Interview de Jean BOSC

Bosc, J. (2010) Le Quartier réservé de Bousbir à Casablanca, Paris: Ecole nationale
supérieure d’architecture de Belleville (unpublished master thesis).

Séminaire « L’art du projet »
Directeur de mémoire : Pierre Pinon
Enseignants : Jean-Philippe Garric – Guy Lambert – Estelle Thibault

C’est un secret, une cité secrète aujourd’hui. Un tabou pour certain, un souvenir coquin pour d’autre. En effet le Bousbir est un quartier très spécial… Il est entièrement dédié à la prostitution entre 1920 et 1955 à Casablanca.

Par nature, la prostitution explique en grande partie cette part de mystère, mais le Bousbir appartient également à l’histoire du Protectorat marocain et plus particulièrement à l’histoire du réglementarisme colonial. Sujet très délicat surtout lorsque celui-ci concerne une certaine forme de colonialisme sexuel, et d’expérimentations urbaines concentrationnaires. La prostitution, le colonialisme, la concentration sont des mots forts qui ont le goût de poudre. Et à leur simple évocation, la conscience ne peut éviter les références. A l’exploitation pour la «prostitution», au racisme pour le «colonialisme» et aux camps pour la «concentration». De plus les documents architecturaux concernant ce quartier sont très rares, et les archives de l’architecte en charge ont été très vraisemblablement détruites.
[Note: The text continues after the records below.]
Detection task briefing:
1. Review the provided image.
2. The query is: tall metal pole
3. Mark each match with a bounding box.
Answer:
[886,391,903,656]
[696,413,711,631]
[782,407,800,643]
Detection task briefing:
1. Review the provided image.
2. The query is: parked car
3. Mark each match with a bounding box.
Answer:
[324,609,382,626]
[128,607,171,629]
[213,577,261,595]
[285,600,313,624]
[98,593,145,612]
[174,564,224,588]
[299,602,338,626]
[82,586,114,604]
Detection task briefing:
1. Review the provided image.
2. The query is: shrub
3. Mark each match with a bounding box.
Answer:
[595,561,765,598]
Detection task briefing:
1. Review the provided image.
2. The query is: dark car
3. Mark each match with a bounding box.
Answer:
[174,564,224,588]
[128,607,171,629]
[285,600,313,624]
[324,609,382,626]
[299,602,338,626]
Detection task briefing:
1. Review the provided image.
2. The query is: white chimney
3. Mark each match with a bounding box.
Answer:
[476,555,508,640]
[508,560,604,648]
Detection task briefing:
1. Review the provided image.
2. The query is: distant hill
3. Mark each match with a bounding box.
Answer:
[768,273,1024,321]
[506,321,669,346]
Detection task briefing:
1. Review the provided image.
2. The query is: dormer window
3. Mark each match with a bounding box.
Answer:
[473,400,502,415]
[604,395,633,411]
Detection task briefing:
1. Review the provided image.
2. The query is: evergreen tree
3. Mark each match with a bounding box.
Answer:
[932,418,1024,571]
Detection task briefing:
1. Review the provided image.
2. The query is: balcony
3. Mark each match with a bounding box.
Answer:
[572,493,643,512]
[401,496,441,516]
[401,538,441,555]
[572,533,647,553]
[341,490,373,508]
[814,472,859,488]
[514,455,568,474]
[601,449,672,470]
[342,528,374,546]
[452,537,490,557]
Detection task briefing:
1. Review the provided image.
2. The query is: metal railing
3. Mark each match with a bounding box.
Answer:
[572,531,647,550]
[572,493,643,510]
Mais des images d’un quartier fantasmagorique circulent encore à travers des cartes postales d’époque très séduisantes… au point de vue architectural bien entendu. Ce sont des images très belles, presque irréelles, à l’allure de décors de film. Et l’on est étonné en lisant les légendes d’apprendre qu’un quartier de cette allure à existé à Casablanca, de comprendre que c’est un quartier « des plaisirs », et enfin de ne pas entièrement saisir la notion de « quartier réservé ». Tout ceci éveille naturellement la curiosité surtout lorsque celle-ci est motivée par la surprise de trouver le nom d’Edmond Brion, l’architecte de ce quartier, associé à celui d’Henri Prost ou d’Albert Laprade. En effet, ce quartier s’inscrit dans l’histoire célèbre des expériences urbanistiques et architecturales menées à Casablanca et tout particulièrement sur l’expérience d’habitat populaire menée aux Habous par l’équipe Laprade, dont le Bousbir est la suite directe. Expérience emprunte d’un intérêt et d’un respect envers la culture traditionnelle maghrébine qui dénote avec les images que l’on peut se faire de cette période.

Le voile qui le dissimule depuis tant d’année en fait un sujet architectural quasiment inédit. Il faut voir avec quelle impression l’on découvre ce quartier qui se cache derrière une façade trompeuse, c’est comme si l’on déterrait un coffre précieux des entrailles de la ville. Car les médinas ressemblent à ces pierres brutes qui, une fois éclatées, nous dévoilent leur trésor intérieur. Ce petit quartier est à cette image mais plus petit, plus rare et surtout tenu secret. Cette étude vient ajouter une pierre au maigre héritage laissé par Edmond Brion, architecte qui comme beaucoup n’a jamais eu en tête un quelconque désir de postérité. Cela laisse à réfléchir lorsque l’on voit avec quelles difficultés se reconstitue l’Histoire, d’ailleurs parfois non sans une certaine injustice.